I’ve always enjoyed music and, as the owner of an independent record label – in the days when CDs were one of the primary means of distribution – I’ve purchased a great deal of music in my time. My music collection is, as a happy by-product, extensive.
As the world of music moved on, from one characterised by ownership to one characterised by borrowing or ‘renting’, I regretted the evolution from physical to digital. I missed the days when music was given meaning by the quest to own a particular release, pinpointed, hunted down carefully and – ultimately – owned.
Adrian Shaughnessy’s Music by the Numbers, unsurprisingly, resonated with me and, if you’re involved in the world of music, it’s well worth a read. (Even if you’re not musically inclined, it has lessons to offer.)
Shaughnessy recalls a time when his, “Inability to buy [certain records] turned them into objects of mythic unattainability – jewels that could only be enjoyed by reading about them.”

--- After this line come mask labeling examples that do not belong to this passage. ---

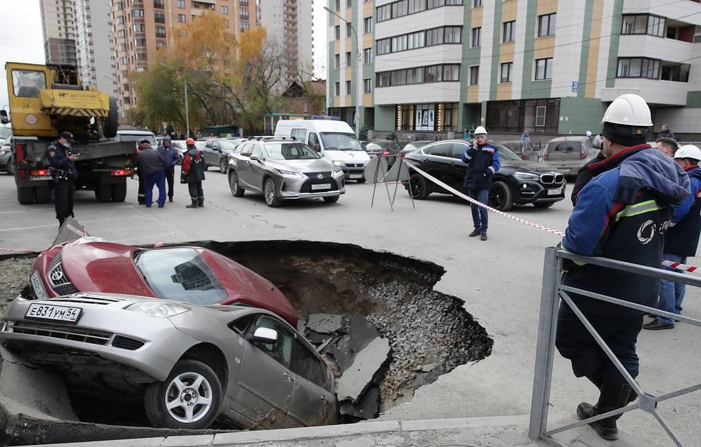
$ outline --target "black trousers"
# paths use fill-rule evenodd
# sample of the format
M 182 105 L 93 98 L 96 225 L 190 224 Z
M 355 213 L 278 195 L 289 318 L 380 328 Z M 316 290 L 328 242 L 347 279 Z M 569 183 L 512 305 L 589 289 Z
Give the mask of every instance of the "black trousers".
M 165 170 L 165 182 L 168 184 L 168 199 L 173 199 L 173 178 L 175 176 L 175 171 Z
M 643 328 L 643 316 L 606 317 L 585 314 L 585 316 L 625 370 L 634 379 L 637 377 L 639 361 L 635 344 Z M 572 371 L 576 377 L 598 373 L 609 382 L 626 382 L 587 328 L 564 302 L 560 303 L 557 314 L 555 346 L 563 357 L 572 362 Z
M 69 217 L 73 217 L 73 194 L 76 185 L 72 180 L 58 180 L 53 182 L 53 195 L 55 199 L 56 218 L 58 225 Z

That memory echoed my own, when I would yearn for certain releases, only available physically, often far from reach.
As Shaughnessy puts it:
I have floor-to-ceiling shelves packed with CDs.
But today these trophies of my musical infatuation lie untouched, forming a sort of silent mausoleum to my long-standing obsession with music of all kinds. And as they slowly acquire the dull patina of neglect, my musical needs are served by the new online streaming services that offer a cosmos of music in exchange for the physical expenditure of a few keystrokes, and a small monthly fee.
In that accessibility, available at a few keystrokes – the promise of a near infinite supply of… almost everything – something is lost, however. The ‘collection’ is replaced by the ‘everything’, and in the ‘everything’, we find ourselves owning ‘nothing’.
As we move towards a digital culture, where everything is within our digital grasp, infinitely reproducible, we are in danger of losing what attracted us in the first place, namely, the unattainable.
Algorithmic recommendations surprise us – pleasantly, of course – but an algorithm is no substitute for a friend’s heartfelt assertion: “You must get this!”
What can we learn from this?
We might have moved from a world of atoms to bits (as Nicholas Negroponte predicted in his excellent, and still relevant, book Being Digital), but – in that journey – we’ve lost something important. As humans we yearn to own objects, objects that we can identify with, as such it’s no surprise to see the rise of physical ownership re-asserting itself.
We might be living in an increasingly digital world, but – contrary to popular opinion – the analogue age hasn’t passed. The yearn to hold something in your hands, something physical, remains.
Your products might be digital, but that doesn’t mean you can’t consider the tangible when you create your touchpoints. Ask yourself: What physical counterparts might you offer that align with your digital catalogue? Make these. Share these. Your audience will thank you for it.